Current TV, Al Jazeera Deal Tries to Lure U.S. Viewers

Al Gore of Current TV. (Image credit: Danny Moloshok/AP Photo)

Hillary Clinton and some other Americans who want a global perspective may be fans of the Qatar-based news service Al Jazeera, but will Americans tune in to its new English channel?

Owned by the government of Qatar but broadcast across 130 countries, the Arab-language news service says it is planning to replace the Current TV cable network it is purchasing with its own English programming.

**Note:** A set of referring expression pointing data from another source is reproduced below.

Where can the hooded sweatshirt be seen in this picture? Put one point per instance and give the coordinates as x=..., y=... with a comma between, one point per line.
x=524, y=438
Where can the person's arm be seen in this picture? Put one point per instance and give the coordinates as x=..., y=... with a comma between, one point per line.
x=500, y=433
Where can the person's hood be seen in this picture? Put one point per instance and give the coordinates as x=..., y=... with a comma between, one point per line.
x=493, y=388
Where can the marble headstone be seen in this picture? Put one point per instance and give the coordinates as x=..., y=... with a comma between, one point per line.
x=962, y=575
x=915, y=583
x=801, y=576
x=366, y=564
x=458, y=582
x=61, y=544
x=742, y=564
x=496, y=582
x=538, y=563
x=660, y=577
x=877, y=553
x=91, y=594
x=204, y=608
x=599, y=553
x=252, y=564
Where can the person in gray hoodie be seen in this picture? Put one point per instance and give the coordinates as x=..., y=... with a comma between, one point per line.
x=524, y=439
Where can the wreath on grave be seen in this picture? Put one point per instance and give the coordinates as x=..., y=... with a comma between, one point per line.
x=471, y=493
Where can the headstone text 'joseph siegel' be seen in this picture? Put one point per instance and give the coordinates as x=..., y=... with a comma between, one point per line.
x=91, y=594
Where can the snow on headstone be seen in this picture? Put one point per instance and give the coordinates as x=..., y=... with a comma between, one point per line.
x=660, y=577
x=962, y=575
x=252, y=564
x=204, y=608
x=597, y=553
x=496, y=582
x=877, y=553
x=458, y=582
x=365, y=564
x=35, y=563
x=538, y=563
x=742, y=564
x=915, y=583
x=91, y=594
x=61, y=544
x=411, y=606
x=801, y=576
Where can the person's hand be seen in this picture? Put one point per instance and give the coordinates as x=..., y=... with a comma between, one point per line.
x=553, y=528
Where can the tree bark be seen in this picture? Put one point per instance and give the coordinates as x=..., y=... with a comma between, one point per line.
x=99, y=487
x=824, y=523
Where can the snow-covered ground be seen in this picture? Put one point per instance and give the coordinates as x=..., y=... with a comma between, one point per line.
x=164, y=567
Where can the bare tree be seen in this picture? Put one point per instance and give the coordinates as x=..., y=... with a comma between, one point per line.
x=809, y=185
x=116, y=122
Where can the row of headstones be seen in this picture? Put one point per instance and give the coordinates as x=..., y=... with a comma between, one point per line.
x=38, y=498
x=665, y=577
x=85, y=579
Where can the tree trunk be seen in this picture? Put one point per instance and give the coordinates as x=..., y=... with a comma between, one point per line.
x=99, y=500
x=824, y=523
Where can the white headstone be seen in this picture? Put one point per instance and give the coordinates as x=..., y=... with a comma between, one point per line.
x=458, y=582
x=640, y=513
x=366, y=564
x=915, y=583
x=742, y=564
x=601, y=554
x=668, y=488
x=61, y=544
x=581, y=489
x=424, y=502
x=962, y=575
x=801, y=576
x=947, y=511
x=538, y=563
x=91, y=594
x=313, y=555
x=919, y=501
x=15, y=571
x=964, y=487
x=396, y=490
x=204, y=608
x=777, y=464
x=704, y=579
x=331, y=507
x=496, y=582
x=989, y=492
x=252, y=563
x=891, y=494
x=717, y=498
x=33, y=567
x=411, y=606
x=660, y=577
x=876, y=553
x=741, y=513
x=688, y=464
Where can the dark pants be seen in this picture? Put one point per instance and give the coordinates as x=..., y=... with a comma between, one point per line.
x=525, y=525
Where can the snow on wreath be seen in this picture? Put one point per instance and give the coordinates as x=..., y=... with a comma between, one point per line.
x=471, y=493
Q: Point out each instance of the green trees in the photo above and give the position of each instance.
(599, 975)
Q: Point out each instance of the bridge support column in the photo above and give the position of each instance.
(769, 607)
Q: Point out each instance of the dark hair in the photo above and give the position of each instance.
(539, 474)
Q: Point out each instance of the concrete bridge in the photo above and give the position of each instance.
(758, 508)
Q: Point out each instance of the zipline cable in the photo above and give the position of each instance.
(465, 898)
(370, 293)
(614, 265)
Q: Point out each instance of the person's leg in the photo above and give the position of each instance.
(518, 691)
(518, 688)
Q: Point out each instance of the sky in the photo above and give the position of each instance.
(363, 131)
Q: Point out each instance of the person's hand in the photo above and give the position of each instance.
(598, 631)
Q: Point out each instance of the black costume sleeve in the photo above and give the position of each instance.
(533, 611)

Current TV, founded by former vice president Al Gore in 2005, is based in San Francisco. The purchase price has not been disclosed but the New York Times reports people with knowledge of the deal estimate it was worth $500 million. Gore owned 20 percent of Current TV.

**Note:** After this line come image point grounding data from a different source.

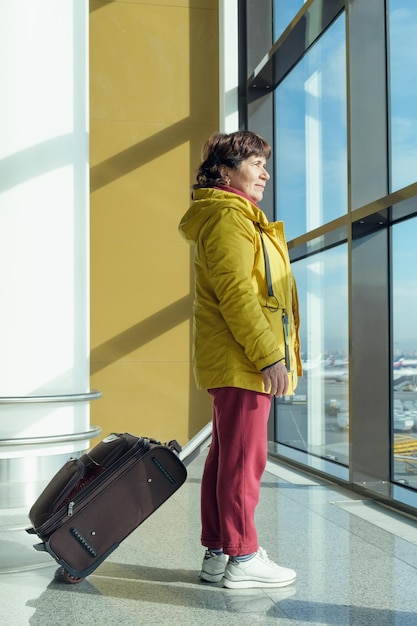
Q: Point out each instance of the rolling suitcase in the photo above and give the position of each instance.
(96, 501)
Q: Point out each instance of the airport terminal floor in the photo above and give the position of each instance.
(356, 564)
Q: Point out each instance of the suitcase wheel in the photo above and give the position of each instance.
(61, 574)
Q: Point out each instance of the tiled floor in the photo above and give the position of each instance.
(356, 565)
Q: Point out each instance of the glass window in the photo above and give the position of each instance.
(316, 419)
(404, 328)
(310, 136)
(284, 12)
(403, 92)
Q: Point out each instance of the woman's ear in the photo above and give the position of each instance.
(224, 174)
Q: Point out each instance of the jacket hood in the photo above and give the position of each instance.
(206, 202)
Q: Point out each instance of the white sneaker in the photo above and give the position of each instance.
(212, 569)
(259, 571)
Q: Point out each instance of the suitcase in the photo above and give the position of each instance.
(96, 501)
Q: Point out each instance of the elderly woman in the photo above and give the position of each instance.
(246, 348)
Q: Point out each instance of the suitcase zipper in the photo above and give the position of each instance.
(142, 447)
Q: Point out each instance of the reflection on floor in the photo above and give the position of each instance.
(356, 565)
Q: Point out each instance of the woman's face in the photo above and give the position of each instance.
(250, 177)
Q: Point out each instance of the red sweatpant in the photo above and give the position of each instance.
(233, 470)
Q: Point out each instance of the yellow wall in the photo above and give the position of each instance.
(154, 100)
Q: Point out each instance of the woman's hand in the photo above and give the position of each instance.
(276, 379)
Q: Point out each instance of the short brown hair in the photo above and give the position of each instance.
(230, 150)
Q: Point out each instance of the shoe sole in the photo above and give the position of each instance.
(249, 584)
(210, 578)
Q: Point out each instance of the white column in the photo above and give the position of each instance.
(44, 238)
(228, 66)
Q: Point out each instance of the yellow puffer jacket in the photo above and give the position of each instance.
(235, 334)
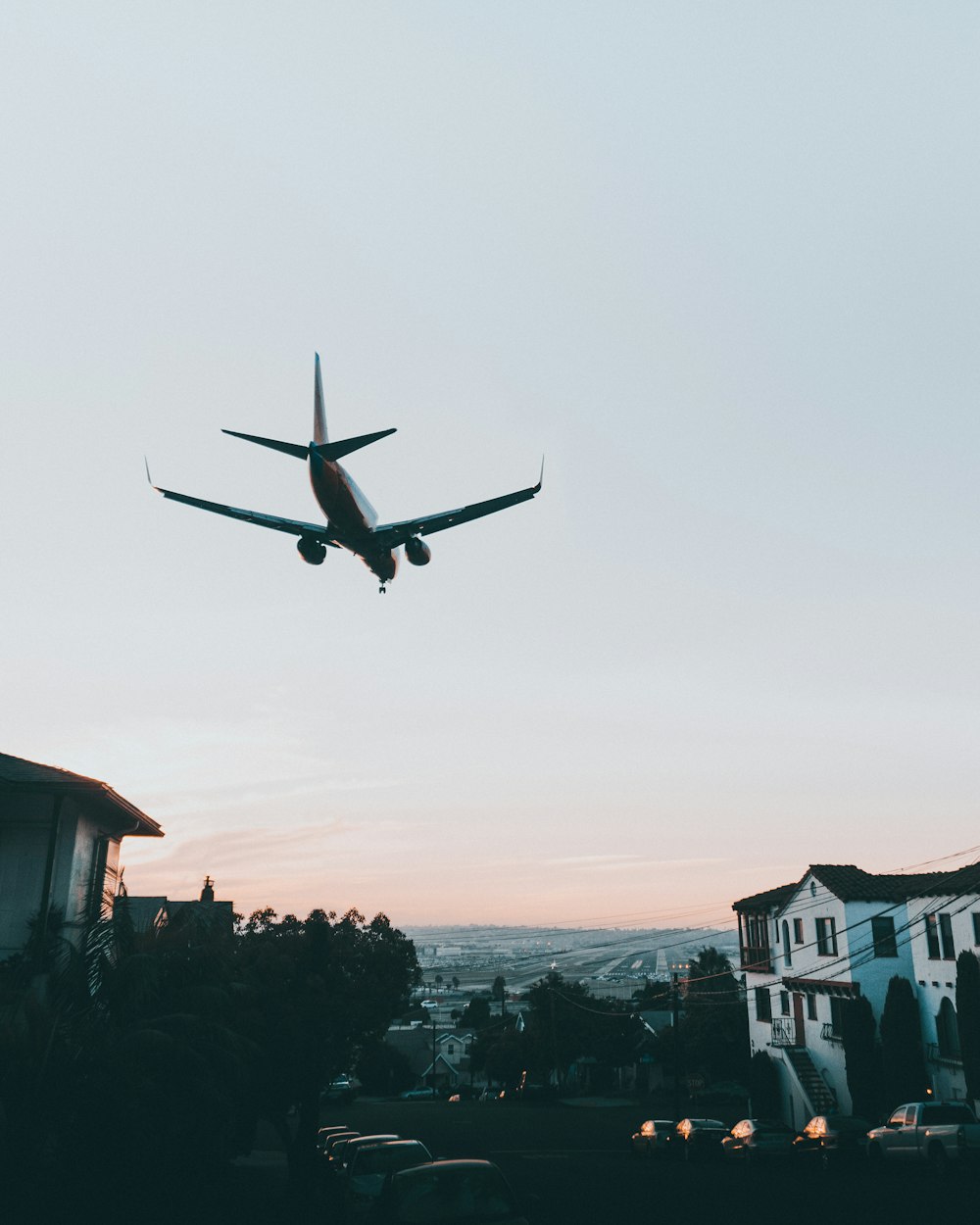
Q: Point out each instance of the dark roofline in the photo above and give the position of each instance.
(768, 898)
(21, 777)
(852, 883)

Shortly after the announcement, Time Warner Cable said it was dropping Current TV.

Al Jazeera says about 50 percent of traffic to the Al Jazeera English website comes from the U.S. and Canada.

Simon Dumenco, media columnist at Advertising Age, is skeptical whether millions of new American viewers will watch.

"I hate to say it, but I think a good number of Americans, among those that have even heard of Al Jazeera, are suspicious of it by default," he said. "There's a certain segment of the population that's just going to be automatically suspicious of anything that starts with 'Al,' like Al Qaeda - or Al Gore, for that matter."

"The network's branding, from its name to its calligraphic Arabic logo, isn't exactly targeted to the American mainstream," Dumenco said. "As Al Jazeera expands its footprint in the U.S., is it willing to tweak its branding to appeal to the average heartland channel-surfer? That remains to be seen."

The site certainly has its fans.

Al Jazeera English has previously been awarded the Columbia Journalism Award, a DuPont award, and a George Polk award.

In March 2011, Hillary Clinton voiced criticism of American media outlets and said Al Jazeera was "real news."

"You may not agree with it, but you feel like you're getting real news around the clock instead of a million commercials and, you know, arguments between talking heads and the kind of stuff that we do on our news which, you know, is not particularly informative to us, let alone foreigners," Clinton said.